# Router bit for finger joints



## keithet (Jan 29, 2012)

I have a Veritas Router table, fence and right angle sled. I want to make some box joints and need to know if a carbide spiral bit is the way to go to make the best possible clean joint. If so, I would like to try 1/4", 3/8" and maybe 1/2" joints. I will be using 1/2" to 3/4" hardwood (red oak, maple, cherry and other woods) and after using 1/4" regular cut dado bits (carbide and sharp) I seem to get unacceptable tear-out even with a backer. Any help would be appreciated. I realize that the spiral bits are expensive compared to the non spiral bits. What brand would you recommend?


----------



## Cherryville Chuck (Sep 28, 2010)

I think the ones that LV sells are Onsrud which are as good as you can get in my opinion.
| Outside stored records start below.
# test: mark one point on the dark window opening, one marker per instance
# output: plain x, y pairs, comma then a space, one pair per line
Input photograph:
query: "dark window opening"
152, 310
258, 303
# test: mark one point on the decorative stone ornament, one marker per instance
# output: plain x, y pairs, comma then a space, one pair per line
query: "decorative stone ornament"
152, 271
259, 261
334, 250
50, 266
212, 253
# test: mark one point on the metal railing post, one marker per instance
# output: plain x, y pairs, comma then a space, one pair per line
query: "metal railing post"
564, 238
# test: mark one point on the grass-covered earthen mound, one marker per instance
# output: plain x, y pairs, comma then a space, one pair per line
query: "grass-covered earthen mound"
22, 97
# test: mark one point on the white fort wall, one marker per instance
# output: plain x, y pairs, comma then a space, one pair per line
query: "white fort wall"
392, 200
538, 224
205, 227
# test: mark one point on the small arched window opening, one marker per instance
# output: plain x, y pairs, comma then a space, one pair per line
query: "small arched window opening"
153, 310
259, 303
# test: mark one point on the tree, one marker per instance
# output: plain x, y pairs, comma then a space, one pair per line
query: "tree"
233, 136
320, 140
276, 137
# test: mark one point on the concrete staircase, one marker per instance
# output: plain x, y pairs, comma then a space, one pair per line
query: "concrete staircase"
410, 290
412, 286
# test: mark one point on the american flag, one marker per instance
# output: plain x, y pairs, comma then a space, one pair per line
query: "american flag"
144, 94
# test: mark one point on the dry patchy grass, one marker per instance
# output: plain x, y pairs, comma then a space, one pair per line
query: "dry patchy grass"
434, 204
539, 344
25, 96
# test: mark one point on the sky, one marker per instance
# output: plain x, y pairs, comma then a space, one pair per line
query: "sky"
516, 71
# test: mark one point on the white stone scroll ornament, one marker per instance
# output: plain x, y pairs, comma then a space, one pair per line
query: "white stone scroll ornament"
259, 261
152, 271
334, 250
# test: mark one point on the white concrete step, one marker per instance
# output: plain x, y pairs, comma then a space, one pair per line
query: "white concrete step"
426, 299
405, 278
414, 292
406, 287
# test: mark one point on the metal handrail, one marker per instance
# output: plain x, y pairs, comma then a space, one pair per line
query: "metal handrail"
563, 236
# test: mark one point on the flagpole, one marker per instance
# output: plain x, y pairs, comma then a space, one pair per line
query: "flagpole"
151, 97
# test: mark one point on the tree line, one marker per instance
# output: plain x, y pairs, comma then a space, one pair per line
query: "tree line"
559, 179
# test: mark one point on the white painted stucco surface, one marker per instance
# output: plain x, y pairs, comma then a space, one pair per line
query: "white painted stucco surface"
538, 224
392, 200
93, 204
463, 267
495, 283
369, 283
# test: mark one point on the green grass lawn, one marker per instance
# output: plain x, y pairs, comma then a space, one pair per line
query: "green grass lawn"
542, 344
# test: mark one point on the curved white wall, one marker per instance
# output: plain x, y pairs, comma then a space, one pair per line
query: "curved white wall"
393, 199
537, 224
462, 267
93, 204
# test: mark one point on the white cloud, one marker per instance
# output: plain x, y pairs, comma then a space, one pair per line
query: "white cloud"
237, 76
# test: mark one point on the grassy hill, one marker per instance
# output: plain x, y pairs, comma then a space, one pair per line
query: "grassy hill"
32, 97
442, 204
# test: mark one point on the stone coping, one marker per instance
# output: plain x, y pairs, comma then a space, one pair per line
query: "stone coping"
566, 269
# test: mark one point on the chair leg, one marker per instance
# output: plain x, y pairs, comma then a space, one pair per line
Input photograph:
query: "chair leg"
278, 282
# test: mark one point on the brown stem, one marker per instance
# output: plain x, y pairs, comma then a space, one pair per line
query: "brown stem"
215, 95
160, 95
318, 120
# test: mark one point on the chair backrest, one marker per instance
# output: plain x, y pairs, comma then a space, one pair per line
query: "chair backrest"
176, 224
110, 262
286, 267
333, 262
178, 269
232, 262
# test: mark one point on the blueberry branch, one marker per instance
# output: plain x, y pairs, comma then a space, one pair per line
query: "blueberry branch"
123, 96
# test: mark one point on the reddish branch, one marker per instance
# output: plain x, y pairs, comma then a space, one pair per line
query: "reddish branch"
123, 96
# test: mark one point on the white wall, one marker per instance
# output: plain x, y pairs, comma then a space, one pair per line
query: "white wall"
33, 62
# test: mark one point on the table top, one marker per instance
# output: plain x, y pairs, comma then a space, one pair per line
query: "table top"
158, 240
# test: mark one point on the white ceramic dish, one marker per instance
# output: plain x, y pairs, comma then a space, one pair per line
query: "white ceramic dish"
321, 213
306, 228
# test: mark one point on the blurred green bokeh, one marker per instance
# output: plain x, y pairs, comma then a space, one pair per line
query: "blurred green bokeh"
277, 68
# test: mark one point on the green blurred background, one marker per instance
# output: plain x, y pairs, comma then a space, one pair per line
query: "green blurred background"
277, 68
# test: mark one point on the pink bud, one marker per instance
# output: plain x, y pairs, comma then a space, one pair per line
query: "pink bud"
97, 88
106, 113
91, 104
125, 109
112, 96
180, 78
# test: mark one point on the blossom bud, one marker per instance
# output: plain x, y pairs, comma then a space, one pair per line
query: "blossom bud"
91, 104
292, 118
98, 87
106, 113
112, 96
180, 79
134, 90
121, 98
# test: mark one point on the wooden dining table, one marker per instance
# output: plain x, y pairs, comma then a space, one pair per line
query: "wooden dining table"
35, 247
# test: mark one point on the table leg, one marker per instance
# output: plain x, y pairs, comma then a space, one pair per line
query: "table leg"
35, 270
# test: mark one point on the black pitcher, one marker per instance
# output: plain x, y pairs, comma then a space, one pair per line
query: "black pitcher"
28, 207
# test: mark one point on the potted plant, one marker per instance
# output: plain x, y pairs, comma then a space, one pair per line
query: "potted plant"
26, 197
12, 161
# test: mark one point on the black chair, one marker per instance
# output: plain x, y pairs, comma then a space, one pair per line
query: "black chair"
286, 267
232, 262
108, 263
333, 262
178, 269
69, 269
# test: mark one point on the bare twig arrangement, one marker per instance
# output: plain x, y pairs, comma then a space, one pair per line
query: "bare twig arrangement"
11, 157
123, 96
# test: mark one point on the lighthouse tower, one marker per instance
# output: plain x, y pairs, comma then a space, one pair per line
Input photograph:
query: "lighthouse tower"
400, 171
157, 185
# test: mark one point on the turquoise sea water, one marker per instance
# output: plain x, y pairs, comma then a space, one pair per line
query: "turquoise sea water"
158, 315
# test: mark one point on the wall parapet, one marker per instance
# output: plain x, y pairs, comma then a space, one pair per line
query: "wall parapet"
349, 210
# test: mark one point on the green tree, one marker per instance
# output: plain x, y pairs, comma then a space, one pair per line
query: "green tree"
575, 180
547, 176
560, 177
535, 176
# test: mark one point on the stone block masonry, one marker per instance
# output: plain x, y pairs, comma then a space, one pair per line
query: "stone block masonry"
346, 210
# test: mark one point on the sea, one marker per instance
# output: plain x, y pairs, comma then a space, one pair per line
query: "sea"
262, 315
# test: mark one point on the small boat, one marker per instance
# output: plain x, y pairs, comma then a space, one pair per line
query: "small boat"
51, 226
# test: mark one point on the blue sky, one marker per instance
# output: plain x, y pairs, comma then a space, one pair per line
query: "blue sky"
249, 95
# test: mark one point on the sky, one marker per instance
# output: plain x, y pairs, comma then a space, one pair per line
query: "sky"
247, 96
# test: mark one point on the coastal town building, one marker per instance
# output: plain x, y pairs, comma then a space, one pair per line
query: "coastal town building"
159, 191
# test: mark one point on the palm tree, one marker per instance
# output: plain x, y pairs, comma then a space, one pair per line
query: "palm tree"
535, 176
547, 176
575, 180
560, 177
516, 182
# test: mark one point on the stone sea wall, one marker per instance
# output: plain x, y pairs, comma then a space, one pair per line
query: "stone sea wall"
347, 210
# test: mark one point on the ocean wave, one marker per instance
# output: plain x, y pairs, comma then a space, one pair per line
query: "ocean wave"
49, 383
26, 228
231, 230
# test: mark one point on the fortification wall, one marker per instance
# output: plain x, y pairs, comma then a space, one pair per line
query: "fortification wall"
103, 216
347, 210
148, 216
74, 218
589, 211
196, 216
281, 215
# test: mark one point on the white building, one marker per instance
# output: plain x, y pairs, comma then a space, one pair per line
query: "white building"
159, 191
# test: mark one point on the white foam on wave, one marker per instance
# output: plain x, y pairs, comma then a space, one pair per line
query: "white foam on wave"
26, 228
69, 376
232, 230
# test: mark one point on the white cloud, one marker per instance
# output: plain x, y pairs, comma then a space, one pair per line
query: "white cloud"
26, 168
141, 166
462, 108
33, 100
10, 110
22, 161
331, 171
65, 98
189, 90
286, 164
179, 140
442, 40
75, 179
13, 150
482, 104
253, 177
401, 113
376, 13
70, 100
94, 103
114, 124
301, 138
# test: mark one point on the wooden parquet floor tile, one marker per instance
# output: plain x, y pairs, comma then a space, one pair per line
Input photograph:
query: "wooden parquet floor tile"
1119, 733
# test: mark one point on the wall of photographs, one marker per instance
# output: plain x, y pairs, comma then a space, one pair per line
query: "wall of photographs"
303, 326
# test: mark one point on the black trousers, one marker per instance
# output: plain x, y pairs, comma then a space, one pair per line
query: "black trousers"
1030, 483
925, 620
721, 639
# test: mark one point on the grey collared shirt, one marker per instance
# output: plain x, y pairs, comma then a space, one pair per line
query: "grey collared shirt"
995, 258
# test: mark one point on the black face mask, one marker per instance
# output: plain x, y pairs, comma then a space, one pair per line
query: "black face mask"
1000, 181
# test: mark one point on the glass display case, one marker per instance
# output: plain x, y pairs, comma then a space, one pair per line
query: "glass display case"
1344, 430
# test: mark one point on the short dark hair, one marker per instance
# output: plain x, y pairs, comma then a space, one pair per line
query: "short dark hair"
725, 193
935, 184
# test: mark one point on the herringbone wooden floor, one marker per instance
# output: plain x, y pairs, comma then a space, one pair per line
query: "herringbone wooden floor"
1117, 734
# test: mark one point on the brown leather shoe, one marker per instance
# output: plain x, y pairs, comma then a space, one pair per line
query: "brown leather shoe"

Whiteside, Freud, and CMT all have good ones. I used a 1/4" LV in some Douglas fir recently and it went through it like warm butter. The spiral may do a better job since it has a shear angle. The backer should be working unless it isn't tight together with your work. Are you clamping them together?


----------



## FreeTime (Dec 2, 2012)

I don't have any experience with box joints but I've been using a Whiteside 1/2" down cut spiral on Cherry for dados - it cuts a real clean entry edge but I also used small depth increments (< 1/4"). The up-cut spiral rips up the edge noticeably. ditto on the backer board comment.


----------



## DesertRatTom (Jul 3, 2012)

I use down cut carbide spiral bits for this since they seem to make a cleaner edge. I got mine from both Rockler and MLCS. Had some trouble with tearout that stopped when I clamped the piece instead of trying to hold it in place by hand as I'd seen Norm do on TV. There is a lot of lateral force being applied to the workpiece by a spiral cutter and the piece wants to walk away. To clamp it tight enough without denting the piece, I added a small, thin block of hardwood to distribute the pressure.


----------



## whimsofchaz (Jun 6, 2013)

The last two Whiteside bits I have bought have been very sharp and worked well. I would recommend Whiteside


----------



## Mike (Nov 22, 2004)

I normally use Whiteside spiral up cut bits; I have no complaints about tear out. This one was cut with a straight bit with good results. Make sure you are not forcing the cut... give the bit time to do it's job.


----------



## CharleyL (Feb 28, 2009)

If you want to do clean tear out free box joints with a router you will need to use a backer board. The backer board is a sacrificial board that is clamped behind the work. It will prevent the router bit from chipping the back side of your cut. If you can align it perfectly you can use it on additional cuts of the same spacing and dimension (multiple identical parts). I prefer a table saw with a dado blade and a zero clearance insert plus my I-Box jig for making clean box joints quickly. The I-Box uses a piece of 1/2" MDF as the sacrificial board, which can be moved or flipped for additional setups before it needs to be replaced. The I-Box can be used either on a router table or a table saw to cut many sizes and types of box joints.

Charley


----------



## Mike (Nov 22, 2004)

With Oak Park or MLCS box joint jigs the push block is the backer board. Take a look at the first photo in my last post to see how clean the cuts are made... even with straight bits.


----------



## TangoDown3727 (Oct 13, 2013)

An UPcut spiral bit is the best choice for box joints. The up-cut pulls the stock toward the base of the router or the router table surface as it cuts, so it makes for a very clean dado or groove because it also pulls the chips/dust out of the groove which helps avoid overheating the bit and giving a very clean cut. Not to nit-pick either, but "Finger Joints" and "Box Joints" are two very different things and require very different bits. Unfortunately spiral bits are kinda pricey, but they are worth it and certainly a great way to go for Box joints IMO.


----------